Rumunia: Chcą gonić Bukareszt wielkim projektem
źródło: onlinesport.ro; autor: michał
Burmistrz Gałaczy we wschodniej Rumunii ma wielkie ambicje. Chce stworzyć z sąsiadami wielką aglomerację i zbudować dla trzech miejscowych klubów stadion mniejszy tylko od narodowego w Bukareszcie – pisze onlinesport.ro.
Reklama
Oţelul Gałacz w zeszłym roku zdobył swe pierwsze mistrzostwo Rumunii i awansował do Ligi Mistrzów.
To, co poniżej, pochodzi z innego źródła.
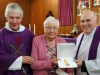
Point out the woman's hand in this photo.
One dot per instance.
(54, 61)
(28, 60)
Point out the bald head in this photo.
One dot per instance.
(88, 21)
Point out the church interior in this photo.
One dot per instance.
(36, 11)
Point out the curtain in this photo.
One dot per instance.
(65, 12)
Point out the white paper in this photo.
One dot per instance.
(60, 72)
(66, 51)
(70, 61)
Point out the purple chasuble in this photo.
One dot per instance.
(13, 45)
(94, 45)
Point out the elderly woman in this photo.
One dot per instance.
(44, 49)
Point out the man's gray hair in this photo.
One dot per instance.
(13, 7)
(51, 20)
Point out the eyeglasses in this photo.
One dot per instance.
(54, 28)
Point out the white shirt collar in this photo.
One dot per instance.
(21, 28)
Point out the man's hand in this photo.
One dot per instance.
(78, 62)
(28, 60)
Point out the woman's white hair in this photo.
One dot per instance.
(50, 20)
(13, 7)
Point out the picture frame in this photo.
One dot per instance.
(82, 5)
(96, 2)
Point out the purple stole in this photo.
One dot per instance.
(94, 45)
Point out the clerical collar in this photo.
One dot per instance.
(21, 28)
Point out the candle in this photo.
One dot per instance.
(34, 29)
(29, 27)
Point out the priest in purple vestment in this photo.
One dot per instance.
(88, 45)
(15, 44)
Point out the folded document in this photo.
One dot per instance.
(65, 52)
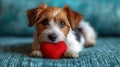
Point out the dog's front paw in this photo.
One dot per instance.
(71, 54)
(36, 53)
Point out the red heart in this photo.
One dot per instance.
(53, 51)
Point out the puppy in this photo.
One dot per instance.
(60, 24)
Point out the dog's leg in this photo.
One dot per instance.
(73, 46)
(36, 47)
(88, 32)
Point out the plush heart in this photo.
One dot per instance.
(53, 51)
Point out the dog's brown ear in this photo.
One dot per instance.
(33, 12)
(73, 17)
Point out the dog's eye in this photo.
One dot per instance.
(62, 24)
(45, 22)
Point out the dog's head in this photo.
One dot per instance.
(52, 23)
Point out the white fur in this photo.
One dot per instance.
(71, 41)
(52, 28)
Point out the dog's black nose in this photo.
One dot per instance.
(52, 37)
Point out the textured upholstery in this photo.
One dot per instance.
(14, 52)
(104, 15)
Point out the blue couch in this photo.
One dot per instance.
(16, 36)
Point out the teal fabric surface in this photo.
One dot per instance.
(14, 52)
(104, 15)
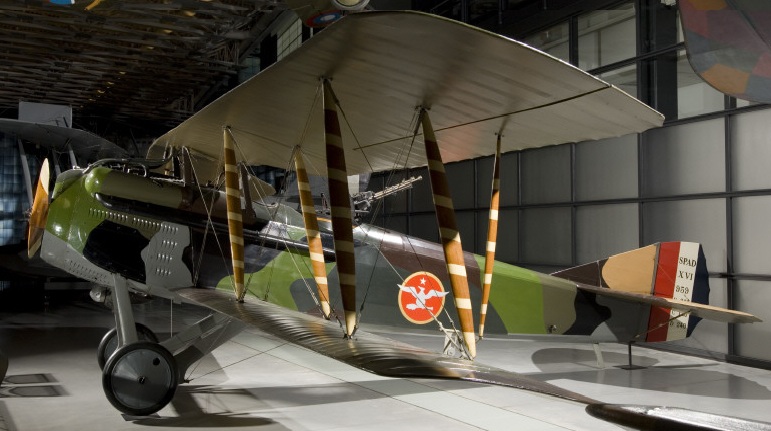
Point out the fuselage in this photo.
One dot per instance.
(161, 234)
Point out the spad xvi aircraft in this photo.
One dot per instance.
(375, 91)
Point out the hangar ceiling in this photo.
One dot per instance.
(126, 59)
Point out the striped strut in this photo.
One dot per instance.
(312, 233)
(492, 236)
(235, 218)
(340, 204)
(448, 229)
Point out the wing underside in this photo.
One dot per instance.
(367, 351)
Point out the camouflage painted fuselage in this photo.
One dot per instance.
(156, 233)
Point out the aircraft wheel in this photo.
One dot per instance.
(110, 342)
(140, 378)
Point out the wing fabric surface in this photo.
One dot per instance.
(382, 66)
(367, 351)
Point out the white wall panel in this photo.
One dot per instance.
(509, 179)
(605, 230)
(546, 175)
(508, 236)
(424, 226)
(607, 169)
(751, 150)
(702, 221)
(467, 228)
(753, 340)
(752, 235)
(546, 236)
(422, 199)
(460, 177)
(684, 159)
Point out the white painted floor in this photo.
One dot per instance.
(258, 382)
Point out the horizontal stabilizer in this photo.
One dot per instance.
(671, 277)
(84, 144)
(701, 310)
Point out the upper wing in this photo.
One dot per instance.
(84, 144)
(728, 45)
(702, 310)
(385, 64)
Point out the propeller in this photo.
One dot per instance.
(39, 213)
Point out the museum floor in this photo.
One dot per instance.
(258, 382)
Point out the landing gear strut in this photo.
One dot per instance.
(109, 343)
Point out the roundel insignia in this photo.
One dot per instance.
(421, 296)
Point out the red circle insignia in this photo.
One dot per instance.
(421, 296)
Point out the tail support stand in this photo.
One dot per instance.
(630, 366)
(3, 367)
(598, 355)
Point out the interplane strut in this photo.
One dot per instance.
(340, 205)
(235, 216)
(450, 237)
(492, 235)
(315, 249)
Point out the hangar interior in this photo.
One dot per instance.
(702, 177)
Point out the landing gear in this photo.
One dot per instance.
(109, 342)
(140, 378)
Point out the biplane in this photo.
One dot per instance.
(375, 91)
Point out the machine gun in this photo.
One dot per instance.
(362, 202)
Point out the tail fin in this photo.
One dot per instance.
(673, 270)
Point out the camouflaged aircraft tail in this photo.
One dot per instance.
(675, 271)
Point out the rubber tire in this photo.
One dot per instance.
(109, 342)
(132, 374)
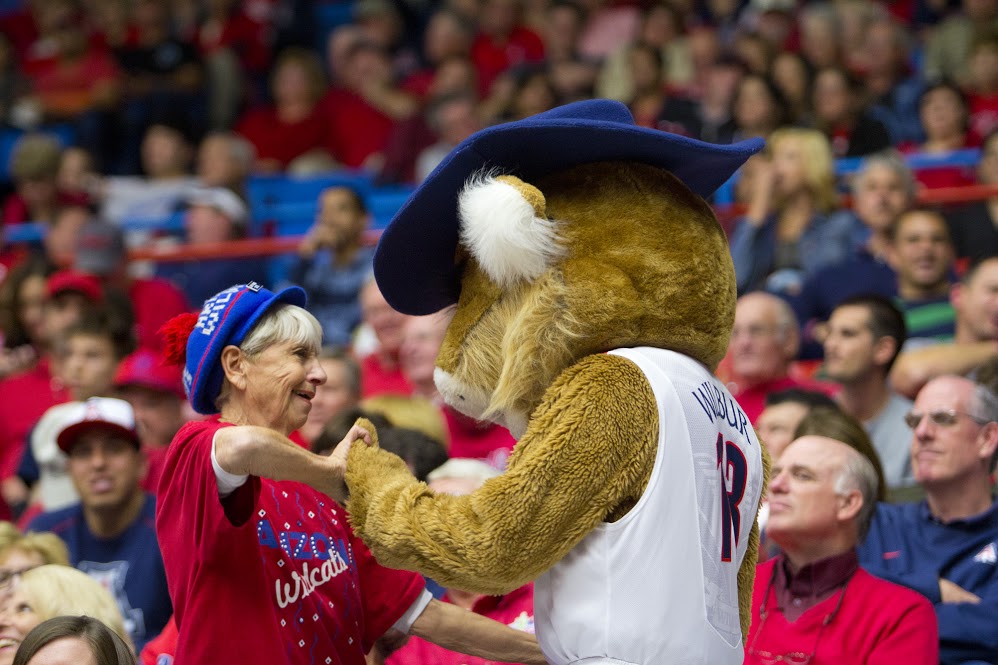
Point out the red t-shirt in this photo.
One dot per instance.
(753, 398)
(283, 141)
(492, 58)
(877, 622)
(246, 37)
(357, 130)
(162, 646)
(376, 380)
(515, 609)
(24, 398)
(983, 115)
(472, 438)
(65, 88)
(272, 573)
(154, 302)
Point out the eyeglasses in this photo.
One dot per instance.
(941, 418)
(792, 657)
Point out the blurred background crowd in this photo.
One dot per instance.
(156, 152)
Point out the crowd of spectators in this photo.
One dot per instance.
(865, 341)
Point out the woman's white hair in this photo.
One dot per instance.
(284, 323)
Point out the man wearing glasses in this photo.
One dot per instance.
(946, 547)
(813, 604)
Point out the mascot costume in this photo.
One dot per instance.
(592, 295)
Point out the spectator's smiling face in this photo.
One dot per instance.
(758, 346)
(106, 469)
(88, 365)
(952, 452)
(850, 349)
(776, 425)
(279, 386)
(976, 303)
(804, 503)
(922, 250)
(881, 196)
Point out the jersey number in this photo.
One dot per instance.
(734, 471)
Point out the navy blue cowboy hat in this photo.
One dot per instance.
(414, 262)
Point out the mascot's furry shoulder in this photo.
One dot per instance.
(557, 241)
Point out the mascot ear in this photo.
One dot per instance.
(506, 229)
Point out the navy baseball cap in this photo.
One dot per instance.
(225, 319)
(414, 263)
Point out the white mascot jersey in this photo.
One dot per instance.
(659, 586)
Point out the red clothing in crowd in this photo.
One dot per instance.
(492, 58)
(357, 130)
(270, 574)
(245, 36)
(24, 398)
(283, 141)
(375, 379)
(753, 399)
(155, 460)
(163, 646)
(65, 88)
(947, 176)
(515, 609)
(154, 302)
(472, 438)
(877, 623)
(983, 115)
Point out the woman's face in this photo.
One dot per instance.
(31, 306)
(754, 108)
(280, 385)
(788, 167)
(291, 84)
(790, 76)
(17, 618)
(943, 114)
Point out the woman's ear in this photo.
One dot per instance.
(234, 365)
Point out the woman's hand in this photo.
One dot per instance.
(361, 431)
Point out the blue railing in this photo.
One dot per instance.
(843, 167)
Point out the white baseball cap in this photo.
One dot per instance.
(97, 413)
(221, 199)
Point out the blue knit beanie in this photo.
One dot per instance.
(225, 319)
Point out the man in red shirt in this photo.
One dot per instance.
(813, 603)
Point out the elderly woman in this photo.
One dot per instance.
(49, 591)
(262, 564)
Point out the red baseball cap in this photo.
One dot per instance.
(98, 413)
(147, 369)
(67, 280)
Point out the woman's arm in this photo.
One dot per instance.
(457, 629)
(259, 451)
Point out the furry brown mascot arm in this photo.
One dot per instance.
(585, 458)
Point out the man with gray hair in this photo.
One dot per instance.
(764, 341)
(946, 546)
(882, 189)
(812, 602)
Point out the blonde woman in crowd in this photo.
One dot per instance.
(20, 552)
(49, 591)
(787, 232)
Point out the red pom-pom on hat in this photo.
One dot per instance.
(175, 333)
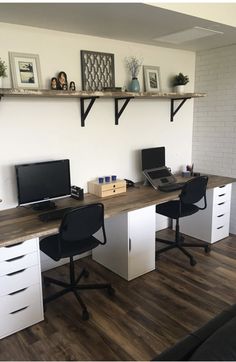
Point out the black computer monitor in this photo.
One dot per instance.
(38, 183)
(153, 158)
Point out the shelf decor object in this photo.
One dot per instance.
(25, 70)
(133, 65)
(152, 80)
(97, 70)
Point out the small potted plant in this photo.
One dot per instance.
(133, 65)
(179, 82)
(3, 69)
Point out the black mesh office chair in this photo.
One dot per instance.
(76, 237)
(193, 191)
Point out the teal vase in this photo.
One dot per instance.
(134, 85)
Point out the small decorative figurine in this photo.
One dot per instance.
(62, 81)
(72, 86)
(54, 83)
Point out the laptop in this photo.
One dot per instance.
(161, 178)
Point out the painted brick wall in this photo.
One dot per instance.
(214, 127)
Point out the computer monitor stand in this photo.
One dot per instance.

Ale po awansie okazało się, że mecze trzeba rozgrywać w odległym o prawie 200km Bukareszcie, na stadionie narodowym.
Być może za kilka lat takiej konieczności już nie będzie, ponieważ burmistrz Gałaczu zamierza postawić na granicy miasta wielki stadion, który w skali całego kraju będzie mniejszy tylko od tego największego, na którym Oţelul niedawno grał. Nic dziwnego, ponieważ zdaniem Mariusa Stana Gałacz w połączeniu z odległą o 10km Braiłą stanowią wielki ośrodek i zasługują na nowoczesny obiekt.
- To będzie wspólny stadion Gałaczu i Braiły. Oba miasta powinny wykazać się mądrością i uścisnąć sobie dłoń, by stworzyć największą aglomerację po Bukareszcie. Razem przetrwamy, osobno przegramy. Na tym stadionie będą mogły grać Oţelul, Dunărea i CF Brăila
– deklaruje Stan.
Wspólny obiekt dla trzech największych zespołów z aglomeracji miałby stanąć między miastami, nad brzegiem Dunaju. Pojemność to aż 40 tys. miejsc siedzących z pełnym zadaszeniem widowni. Ile pochłonie taki stadion? Według planu ok. 80 mln €, ale tylko 16 mln ma pochodzić ze środków publicznych. Resztę mają zapewnić partnerzy z zewnątrz. Szczegółów finansowania ani terminów dla inwestycji jeszcze nie ma.